The key characteristic for generating a hedge with a PPA is having a high correlation (typically 90-99%) between where an organization is consuming electricity and where the wind or solar project is located. This correlation is typically achieved by signing a PPA with a project on the same regional grid as the purchaser. In essence, the PPA offers the same hedging benefits of a market electricity price for fixed payment swap, yet unlike a swap, it can be structured to avoid onerous derivative accounting treatment.

In addition to the risk benefit, these contracts can be structured to offer sustainability advantages, as the buyer of the energy is able to claim, through ownership of the Renewable Energy Certificates (RECs) generated by the project, that they have partly or fully neutralized their carbon emissions, else the RECs can also be sold for a profit.

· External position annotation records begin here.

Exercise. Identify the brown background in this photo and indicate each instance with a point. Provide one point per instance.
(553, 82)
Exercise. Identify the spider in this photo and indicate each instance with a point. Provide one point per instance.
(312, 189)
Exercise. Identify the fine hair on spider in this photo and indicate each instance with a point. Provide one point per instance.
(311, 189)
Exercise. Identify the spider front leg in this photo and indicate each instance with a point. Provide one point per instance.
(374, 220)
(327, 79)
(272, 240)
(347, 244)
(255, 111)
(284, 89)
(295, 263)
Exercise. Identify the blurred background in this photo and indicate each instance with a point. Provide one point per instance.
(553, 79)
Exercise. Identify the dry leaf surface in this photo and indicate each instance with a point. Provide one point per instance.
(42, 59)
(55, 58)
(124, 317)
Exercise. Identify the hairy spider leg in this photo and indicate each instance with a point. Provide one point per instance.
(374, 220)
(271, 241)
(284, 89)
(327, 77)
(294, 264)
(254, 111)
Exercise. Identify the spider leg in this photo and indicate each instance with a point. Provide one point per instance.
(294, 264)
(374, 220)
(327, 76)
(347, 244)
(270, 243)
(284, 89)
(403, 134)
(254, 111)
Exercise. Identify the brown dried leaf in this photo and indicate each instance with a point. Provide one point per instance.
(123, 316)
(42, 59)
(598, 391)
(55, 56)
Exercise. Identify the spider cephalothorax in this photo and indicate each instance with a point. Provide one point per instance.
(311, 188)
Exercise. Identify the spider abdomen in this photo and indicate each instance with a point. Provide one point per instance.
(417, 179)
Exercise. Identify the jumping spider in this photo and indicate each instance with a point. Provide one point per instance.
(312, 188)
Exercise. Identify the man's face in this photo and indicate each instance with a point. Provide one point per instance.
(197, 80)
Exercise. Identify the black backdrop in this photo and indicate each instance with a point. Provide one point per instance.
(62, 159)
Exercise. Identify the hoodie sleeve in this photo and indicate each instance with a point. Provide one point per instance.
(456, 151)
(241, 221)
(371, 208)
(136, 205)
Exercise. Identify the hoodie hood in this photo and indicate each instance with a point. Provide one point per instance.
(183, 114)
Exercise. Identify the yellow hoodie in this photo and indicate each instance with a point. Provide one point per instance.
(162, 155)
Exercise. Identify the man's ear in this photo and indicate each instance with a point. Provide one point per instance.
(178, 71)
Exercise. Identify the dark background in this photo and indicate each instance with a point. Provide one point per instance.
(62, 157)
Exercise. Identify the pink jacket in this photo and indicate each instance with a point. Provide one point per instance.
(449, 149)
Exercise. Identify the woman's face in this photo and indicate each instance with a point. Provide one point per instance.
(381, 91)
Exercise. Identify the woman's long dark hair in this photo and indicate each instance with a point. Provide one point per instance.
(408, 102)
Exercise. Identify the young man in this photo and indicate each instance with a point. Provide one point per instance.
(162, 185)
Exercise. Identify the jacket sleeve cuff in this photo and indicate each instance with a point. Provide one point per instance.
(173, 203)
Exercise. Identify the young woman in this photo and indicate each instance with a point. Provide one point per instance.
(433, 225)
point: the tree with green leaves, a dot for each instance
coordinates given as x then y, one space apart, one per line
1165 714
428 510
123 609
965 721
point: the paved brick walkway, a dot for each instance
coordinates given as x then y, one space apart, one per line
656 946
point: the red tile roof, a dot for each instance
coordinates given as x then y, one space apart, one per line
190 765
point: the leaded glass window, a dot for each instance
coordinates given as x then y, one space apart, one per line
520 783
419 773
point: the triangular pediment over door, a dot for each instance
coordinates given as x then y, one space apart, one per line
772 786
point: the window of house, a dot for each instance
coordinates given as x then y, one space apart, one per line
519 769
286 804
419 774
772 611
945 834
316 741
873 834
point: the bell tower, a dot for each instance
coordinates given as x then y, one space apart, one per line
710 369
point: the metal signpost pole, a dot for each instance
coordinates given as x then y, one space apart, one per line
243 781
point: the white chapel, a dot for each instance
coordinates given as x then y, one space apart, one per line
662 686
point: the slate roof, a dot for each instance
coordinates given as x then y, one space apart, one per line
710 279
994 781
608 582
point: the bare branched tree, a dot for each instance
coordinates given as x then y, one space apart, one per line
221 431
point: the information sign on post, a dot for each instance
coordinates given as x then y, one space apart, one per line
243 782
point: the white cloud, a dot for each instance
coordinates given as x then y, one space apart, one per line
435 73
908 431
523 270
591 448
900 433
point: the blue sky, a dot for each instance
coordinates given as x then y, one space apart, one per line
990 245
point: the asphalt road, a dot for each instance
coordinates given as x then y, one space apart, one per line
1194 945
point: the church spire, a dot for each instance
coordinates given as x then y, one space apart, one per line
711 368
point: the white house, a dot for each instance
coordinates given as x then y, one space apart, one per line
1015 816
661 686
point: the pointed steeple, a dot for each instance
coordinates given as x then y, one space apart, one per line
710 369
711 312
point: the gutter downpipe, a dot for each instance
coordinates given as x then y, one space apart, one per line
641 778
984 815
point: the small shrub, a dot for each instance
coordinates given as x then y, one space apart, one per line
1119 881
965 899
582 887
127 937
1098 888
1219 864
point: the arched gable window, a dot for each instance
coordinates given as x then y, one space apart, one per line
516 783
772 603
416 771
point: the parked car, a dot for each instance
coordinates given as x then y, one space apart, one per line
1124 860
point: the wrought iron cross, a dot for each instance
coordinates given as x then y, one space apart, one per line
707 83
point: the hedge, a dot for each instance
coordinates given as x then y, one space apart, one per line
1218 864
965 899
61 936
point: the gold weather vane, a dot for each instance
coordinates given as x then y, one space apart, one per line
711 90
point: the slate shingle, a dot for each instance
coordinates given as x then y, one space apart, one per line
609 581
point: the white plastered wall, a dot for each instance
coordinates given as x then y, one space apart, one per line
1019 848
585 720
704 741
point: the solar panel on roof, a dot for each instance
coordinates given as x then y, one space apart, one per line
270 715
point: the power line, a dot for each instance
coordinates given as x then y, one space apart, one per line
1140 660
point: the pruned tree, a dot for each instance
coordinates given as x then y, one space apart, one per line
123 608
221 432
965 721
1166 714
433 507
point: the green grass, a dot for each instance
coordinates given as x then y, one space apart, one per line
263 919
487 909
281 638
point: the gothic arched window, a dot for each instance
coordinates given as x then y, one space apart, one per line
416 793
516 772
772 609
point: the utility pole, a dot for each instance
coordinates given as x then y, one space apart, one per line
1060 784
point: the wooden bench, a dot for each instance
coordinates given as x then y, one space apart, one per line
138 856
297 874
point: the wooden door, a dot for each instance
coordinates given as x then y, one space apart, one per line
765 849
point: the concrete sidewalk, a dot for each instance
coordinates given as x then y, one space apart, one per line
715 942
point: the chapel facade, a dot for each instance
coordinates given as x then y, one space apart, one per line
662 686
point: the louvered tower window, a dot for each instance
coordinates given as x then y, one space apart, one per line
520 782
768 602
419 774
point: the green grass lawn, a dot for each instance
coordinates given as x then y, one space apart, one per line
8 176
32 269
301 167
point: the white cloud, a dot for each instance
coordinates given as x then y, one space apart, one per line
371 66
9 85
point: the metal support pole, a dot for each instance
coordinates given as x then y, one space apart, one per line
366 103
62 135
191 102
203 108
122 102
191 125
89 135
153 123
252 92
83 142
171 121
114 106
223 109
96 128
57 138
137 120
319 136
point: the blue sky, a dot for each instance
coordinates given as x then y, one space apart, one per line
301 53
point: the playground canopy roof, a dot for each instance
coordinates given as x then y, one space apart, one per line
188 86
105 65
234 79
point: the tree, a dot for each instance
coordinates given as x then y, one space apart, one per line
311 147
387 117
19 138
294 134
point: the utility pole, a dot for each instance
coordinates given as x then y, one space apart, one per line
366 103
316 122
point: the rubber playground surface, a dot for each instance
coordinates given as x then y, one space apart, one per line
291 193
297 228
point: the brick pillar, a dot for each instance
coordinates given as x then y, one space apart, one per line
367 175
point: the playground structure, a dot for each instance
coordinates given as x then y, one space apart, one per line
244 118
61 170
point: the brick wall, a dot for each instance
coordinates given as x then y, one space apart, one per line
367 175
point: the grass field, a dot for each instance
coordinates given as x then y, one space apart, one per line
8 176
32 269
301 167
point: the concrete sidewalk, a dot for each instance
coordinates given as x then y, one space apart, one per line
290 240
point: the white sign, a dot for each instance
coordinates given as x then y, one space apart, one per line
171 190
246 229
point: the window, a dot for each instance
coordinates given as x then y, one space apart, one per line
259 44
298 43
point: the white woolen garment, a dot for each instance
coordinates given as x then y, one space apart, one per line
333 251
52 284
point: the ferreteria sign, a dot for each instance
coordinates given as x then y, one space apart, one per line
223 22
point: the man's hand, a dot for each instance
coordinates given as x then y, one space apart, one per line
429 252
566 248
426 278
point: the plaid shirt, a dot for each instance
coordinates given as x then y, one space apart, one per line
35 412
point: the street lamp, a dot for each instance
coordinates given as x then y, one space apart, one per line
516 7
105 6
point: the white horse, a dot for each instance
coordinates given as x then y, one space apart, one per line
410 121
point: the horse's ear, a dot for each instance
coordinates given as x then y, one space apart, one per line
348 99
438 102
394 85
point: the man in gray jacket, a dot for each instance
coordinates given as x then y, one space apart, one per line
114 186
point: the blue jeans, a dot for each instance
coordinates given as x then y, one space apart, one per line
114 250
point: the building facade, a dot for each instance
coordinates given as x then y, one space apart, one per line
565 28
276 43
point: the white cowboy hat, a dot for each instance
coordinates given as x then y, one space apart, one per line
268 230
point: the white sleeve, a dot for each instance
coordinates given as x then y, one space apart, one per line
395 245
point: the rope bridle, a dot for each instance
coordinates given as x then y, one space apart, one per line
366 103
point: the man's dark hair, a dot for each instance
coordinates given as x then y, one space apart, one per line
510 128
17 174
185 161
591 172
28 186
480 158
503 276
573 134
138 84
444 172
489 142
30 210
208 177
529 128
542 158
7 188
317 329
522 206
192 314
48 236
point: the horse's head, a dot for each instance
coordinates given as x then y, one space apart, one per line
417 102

To understand the hedge value of a PPA, consider the following example. In year 1, a fictitious honey jar manufacturer, Buzz, spends $10 million on the energy commodity portion of their electricity bill (as opposed to distribution charges, for example). In the unhedged scenario, if electricity prices increase 5%, Buzz will spend $10.5 million in year 2.

If Buzz had signed a 20-year indirect PPA for solar energy on the same grid for an amount equal to their annual electricity usage at a fixed amount equal to the price paid in year 1, things look different. The solar field will also generate $10.5 million (assuming perfect price correlation for simplicity’s sake) and Buzz is only paying $10 million for that energy, leaving a $500,000 benefit that can be applied to reduce the onsite electricity bill. Thus, Buzz pays the same $10 million as they paid before. Moreover, Buzz would receive the associated RECs which would allow them to be able to make the claim that they have net zero electricity emissions.

Even if prices decrease, net spending remains at $10 million. Thus, the risk to the PPA is that electricity prices go down in the long-term. While electricity prices can be volatile, they have not decreased historically and are not forecasted to do so in the future.

According to the U.S. Energy Information Administration (EIA), from 1960 to 2015, commercial retail prices for electricity grew from 2.40 to 10.59 cents per kilowatt-hour, representing a long-term compound annual growth rate of 2.7%. Even through the fracking boom, prices grew from 2006 to 2015 at a rate of 1.3%, with no two consecutive years in that timeframe showing price decreases. EIA predicts an annual growth rate of 2.1% for commercial electricity prices through 2040, and that figure doesn’t include the impact of a potential federal price carbon. At this rate, in the final year of the PPA, costs would be $14.8 million, but Buzz would still pay $10 million.

Indeed, the long-term price forecasts suggest that organizations would benefit from being net providers and not net users of electricity. If an organization were to sign an indirect PPA for more than their total usage, they would no longer be neutral toward energy prices, they would be long, benefiting on the whole when prices rise.

Energy needs can be complicated and each institution’s situation will be different. At CustomerFirst Renewables we have worked with large corporations such as Lockheed Martin, universities such as MIT, and organizations as small as Friends of Post Office Square – a small public park and underground parking garage. Each has different needs, but a deal can be structured to provide significant risk and environmental benefit for anyone.


Jaafar Rizvi works at CustomerFirst Renewables, where he helps institutions procure large amounts of renewable energy, and is a Clean Energy Leadership Institute Fellow.